‘What did you do to them?’ I made bold to ask.

‘What was necessary,’ he said; and—‘They are not Armenians,’ added the Armenian Governor with a smile which meant much; among other things, as I took it, that no tiresome English demanded fair trial for riotous Neopalians.

‘And Constantine?’ said I. I hope that I was not too vindictive.

‘It is the feast of St Tryphon,’ said his Excellency, with another smile.

We were passing the guardhouse now. An officer and five men fell out from the ranks of our escort and took their stand by its doors. We passed on, leaving Constantine in this safe keeping; and Mouraki, turning to me, said, ‘I must ask you for hospitality. As Lord of the island, you enjoy the right of entertaining me.’

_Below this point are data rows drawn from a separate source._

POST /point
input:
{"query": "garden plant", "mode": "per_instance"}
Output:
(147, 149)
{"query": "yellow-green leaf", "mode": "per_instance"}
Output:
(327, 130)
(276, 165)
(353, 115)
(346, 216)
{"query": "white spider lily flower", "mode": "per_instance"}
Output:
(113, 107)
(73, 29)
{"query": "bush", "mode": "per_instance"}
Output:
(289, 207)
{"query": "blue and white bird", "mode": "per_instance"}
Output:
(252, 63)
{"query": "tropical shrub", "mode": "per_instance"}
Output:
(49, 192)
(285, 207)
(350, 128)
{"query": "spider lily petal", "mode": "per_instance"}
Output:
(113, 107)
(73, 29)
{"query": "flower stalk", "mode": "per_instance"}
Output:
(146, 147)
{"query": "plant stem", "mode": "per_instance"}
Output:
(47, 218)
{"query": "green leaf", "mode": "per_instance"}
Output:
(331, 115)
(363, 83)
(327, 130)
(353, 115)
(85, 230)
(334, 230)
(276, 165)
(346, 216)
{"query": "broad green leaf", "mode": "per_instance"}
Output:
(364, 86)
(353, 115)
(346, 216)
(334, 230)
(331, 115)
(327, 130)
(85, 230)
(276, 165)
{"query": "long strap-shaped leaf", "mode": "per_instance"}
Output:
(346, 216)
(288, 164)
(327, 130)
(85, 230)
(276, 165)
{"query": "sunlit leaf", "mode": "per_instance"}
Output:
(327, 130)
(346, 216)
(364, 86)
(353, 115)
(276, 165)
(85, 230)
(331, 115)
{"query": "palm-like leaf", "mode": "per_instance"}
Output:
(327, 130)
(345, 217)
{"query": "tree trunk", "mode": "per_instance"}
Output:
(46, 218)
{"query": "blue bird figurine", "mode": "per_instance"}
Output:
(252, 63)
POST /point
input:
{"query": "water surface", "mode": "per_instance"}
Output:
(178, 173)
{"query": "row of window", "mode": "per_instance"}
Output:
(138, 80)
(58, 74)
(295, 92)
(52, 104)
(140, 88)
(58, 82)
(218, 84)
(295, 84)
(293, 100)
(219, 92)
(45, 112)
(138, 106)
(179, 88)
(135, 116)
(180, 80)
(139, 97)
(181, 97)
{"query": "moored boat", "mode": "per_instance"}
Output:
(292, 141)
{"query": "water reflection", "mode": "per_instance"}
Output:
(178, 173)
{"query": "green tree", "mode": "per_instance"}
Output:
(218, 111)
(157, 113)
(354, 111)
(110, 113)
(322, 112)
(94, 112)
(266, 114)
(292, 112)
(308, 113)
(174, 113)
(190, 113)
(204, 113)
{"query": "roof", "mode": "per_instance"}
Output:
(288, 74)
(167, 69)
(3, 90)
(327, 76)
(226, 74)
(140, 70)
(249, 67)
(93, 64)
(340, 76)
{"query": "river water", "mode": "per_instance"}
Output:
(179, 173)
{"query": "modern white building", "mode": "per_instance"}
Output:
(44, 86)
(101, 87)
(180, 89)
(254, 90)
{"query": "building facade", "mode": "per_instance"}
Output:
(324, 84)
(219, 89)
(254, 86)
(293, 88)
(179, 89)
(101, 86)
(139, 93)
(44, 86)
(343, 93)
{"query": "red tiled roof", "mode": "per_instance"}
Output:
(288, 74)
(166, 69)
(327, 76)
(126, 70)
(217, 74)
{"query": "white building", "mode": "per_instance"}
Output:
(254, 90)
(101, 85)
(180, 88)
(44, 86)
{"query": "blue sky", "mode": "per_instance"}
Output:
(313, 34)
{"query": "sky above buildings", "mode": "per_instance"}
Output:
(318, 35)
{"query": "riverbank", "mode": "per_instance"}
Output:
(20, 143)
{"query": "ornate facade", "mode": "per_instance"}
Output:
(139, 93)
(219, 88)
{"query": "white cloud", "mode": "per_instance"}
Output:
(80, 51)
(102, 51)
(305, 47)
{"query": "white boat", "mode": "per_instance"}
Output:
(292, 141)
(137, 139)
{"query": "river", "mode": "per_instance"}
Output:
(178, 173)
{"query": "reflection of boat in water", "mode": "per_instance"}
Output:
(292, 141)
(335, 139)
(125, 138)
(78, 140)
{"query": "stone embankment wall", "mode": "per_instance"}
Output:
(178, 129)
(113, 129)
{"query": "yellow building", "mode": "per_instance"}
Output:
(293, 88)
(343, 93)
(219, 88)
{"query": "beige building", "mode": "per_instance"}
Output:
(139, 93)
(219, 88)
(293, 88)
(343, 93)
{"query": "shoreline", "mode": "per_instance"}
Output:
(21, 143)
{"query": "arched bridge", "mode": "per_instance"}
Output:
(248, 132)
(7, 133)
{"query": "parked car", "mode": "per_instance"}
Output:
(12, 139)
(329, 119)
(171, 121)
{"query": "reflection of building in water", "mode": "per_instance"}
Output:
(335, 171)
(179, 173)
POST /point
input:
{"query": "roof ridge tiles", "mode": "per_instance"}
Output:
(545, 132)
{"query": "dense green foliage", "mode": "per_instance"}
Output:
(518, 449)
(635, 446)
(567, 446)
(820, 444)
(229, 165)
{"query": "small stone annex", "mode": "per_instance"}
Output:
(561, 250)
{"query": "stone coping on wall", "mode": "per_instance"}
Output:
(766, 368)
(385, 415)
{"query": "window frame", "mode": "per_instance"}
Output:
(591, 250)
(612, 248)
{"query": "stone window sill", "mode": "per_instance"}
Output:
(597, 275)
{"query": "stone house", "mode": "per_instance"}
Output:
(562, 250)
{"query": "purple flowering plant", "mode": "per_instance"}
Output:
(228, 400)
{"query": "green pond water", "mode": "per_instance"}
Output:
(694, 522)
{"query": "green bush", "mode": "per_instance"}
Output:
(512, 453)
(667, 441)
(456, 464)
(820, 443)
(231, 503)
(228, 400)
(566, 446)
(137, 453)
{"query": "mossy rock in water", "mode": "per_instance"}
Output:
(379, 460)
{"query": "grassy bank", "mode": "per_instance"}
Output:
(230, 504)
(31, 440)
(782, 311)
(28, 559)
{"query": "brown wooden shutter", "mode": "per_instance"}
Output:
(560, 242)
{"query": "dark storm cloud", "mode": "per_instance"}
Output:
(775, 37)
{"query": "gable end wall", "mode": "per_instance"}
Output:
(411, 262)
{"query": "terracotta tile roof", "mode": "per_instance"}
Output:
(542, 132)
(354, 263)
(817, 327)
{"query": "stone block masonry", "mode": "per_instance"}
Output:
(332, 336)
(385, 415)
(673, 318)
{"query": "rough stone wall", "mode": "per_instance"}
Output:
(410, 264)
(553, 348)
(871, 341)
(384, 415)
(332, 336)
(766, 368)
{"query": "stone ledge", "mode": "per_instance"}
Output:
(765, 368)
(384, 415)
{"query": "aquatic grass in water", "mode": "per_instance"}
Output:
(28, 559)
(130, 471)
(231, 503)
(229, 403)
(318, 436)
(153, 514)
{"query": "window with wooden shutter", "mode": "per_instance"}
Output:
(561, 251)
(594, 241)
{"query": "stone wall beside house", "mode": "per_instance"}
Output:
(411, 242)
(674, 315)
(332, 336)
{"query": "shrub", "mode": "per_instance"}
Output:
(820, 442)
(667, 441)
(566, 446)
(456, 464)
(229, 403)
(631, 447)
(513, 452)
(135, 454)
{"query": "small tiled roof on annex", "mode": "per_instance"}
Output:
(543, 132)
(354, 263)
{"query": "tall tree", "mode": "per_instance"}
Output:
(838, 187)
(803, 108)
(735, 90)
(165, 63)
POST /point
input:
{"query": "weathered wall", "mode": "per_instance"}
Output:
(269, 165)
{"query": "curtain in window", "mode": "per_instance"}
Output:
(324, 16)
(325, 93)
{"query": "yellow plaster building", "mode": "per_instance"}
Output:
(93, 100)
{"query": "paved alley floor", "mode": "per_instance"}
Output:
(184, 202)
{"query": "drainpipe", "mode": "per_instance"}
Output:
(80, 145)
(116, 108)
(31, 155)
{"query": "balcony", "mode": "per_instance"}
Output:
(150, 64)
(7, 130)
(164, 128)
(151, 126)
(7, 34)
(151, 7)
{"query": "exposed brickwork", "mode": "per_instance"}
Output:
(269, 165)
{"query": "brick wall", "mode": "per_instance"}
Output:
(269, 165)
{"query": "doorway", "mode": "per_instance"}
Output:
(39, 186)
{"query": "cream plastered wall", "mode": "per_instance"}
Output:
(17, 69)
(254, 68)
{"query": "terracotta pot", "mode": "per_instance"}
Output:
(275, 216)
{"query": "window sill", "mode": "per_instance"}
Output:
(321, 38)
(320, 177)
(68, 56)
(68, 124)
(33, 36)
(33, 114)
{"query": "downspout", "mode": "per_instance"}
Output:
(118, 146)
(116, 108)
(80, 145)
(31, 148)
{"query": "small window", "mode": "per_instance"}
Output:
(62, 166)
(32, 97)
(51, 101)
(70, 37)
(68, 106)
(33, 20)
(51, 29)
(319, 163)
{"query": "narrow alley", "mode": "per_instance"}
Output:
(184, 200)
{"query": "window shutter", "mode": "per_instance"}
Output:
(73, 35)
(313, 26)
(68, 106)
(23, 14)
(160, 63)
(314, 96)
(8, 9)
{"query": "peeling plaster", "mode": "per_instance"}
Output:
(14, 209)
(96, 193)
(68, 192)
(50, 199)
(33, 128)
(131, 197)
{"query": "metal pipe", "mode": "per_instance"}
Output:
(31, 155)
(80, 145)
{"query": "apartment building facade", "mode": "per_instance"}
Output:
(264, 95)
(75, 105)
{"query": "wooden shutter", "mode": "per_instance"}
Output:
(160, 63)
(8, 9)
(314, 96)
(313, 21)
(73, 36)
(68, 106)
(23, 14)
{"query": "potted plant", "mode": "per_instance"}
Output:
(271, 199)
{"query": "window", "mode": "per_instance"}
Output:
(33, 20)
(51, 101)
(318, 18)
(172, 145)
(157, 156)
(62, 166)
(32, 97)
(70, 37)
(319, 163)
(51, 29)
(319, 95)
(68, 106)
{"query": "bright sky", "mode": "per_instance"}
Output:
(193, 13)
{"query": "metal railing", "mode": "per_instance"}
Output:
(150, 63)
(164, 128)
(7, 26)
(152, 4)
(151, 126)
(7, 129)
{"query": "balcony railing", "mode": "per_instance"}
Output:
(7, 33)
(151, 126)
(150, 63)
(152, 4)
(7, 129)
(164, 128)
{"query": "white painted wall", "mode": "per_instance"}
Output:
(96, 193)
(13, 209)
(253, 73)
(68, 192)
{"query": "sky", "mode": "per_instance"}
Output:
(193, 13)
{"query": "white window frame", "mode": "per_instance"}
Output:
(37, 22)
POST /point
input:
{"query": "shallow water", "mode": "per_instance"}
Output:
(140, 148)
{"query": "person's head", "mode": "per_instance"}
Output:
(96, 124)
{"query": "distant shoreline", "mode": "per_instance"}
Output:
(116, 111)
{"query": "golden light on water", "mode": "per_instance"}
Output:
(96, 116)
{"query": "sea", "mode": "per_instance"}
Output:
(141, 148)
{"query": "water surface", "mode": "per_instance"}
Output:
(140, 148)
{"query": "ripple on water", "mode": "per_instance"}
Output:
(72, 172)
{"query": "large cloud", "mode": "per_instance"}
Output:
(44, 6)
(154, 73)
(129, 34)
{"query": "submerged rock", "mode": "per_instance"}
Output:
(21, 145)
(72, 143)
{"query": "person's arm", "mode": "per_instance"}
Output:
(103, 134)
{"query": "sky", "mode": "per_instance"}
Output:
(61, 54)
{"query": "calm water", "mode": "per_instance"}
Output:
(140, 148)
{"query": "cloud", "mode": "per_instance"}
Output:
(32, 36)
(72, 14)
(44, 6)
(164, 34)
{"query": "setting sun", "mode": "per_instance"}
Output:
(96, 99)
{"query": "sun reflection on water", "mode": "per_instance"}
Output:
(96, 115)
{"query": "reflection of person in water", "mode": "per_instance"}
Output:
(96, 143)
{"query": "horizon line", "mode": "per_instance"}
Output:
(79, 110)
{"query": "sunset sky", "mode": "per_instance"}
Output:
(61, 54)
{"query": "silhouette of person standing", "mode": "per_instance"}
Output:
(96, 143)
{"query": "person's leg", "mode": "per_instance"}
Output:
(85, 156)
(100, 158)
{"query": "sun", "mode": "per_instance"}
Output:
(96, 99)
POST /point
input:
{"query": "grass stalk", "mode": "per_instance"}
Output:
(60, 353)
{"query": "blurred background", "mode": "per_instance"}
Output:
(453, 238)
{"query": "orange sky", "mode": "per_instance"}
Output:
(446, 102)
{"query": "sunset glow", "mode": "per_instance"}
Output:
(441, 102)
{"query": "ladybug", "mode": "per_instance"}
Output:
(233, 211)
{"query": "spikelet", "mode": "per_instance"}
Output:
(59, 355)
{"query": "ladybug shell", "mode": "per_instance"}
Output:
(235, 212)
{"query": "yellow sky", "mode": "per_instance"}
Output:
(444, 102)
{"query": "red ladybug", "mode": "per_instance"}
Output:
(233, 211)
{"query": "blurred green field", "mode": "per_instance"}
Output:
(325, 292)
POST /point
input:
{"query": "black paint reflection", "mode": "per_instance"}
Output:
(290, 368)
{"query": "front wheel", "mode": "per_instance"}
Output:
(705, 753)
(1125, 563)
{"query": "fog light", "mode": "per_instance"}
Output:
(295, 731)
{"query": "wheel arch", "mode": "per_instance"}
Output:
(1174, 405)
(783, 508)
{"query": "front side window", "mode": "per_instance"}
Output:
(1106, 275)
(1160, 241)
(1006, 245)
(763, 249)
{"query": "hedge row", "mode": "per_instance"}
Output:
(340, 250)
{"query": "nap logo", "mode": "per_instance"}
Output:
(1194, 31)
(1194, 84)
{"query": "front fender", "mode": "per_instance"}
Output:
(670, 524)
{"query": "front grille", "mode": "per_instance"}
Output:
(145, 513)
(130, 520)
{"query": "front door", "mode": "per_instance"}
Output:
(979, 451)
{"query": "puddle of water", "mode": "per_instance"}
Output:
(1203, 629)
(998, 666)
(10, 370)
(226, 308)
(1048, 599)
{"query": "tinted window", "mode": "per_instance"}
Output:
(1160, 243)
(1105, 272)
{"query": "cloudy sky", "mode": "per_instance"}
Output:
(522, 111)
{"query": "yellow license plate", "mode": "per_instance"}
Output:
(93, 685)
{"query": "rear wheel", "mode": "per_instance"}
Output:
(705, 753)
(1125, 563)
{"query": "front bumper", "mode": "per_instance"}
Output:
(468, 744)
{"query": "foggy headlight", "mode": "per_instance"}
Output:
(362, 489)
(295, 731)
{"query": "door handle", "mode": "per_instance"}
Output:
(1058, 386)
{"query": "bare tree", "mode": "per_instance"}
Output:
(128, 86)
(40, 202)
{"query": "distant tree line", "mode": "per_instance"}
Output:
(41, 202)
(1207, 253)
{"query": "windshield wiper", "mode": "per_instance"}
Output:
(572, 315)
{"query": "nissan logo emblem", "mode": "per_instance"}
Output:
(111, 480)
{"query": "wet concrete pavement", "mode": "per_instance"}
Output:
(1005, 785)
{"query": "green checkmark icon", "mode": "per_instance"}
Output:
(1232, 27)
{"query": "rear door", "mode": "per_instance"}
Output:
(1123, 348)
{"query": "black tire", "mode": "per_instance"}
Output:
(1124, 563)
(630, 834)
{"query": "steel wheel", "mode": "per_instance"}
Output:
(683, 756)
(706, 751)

I bowed. We turned into the road that led to the old grey house; when we were a couple of hundred yards from it, I saw Phroso coming out of the door. She walked rapidly towards us, and paused a few paces from the Governor, making a deep obeisance to him and bidding him welcome to her poor house in stately phrases of deference and loyalty. Mouraki was silent, surveying her with a slight smile. She grew confused under his wordless smiling; her greetings died away. At last he spoke, in slow deliberate tones:

‘Is this the lady,’ said he, ‘who raises a tumult and resists my master’s will, and seeks to kill a lord who comes peaceably and by lawful right to take what is his?’

I believe I made a motion as though to spring forward. Mouraki’s expressive face displayed a marvelling question; did I mean such insolence as lay in interrupting him? I fell back; a public remonstrance could earn only a public rebuff.

‘Strange are the ways of Neopalia,’ said he, his gaze again on Phroso.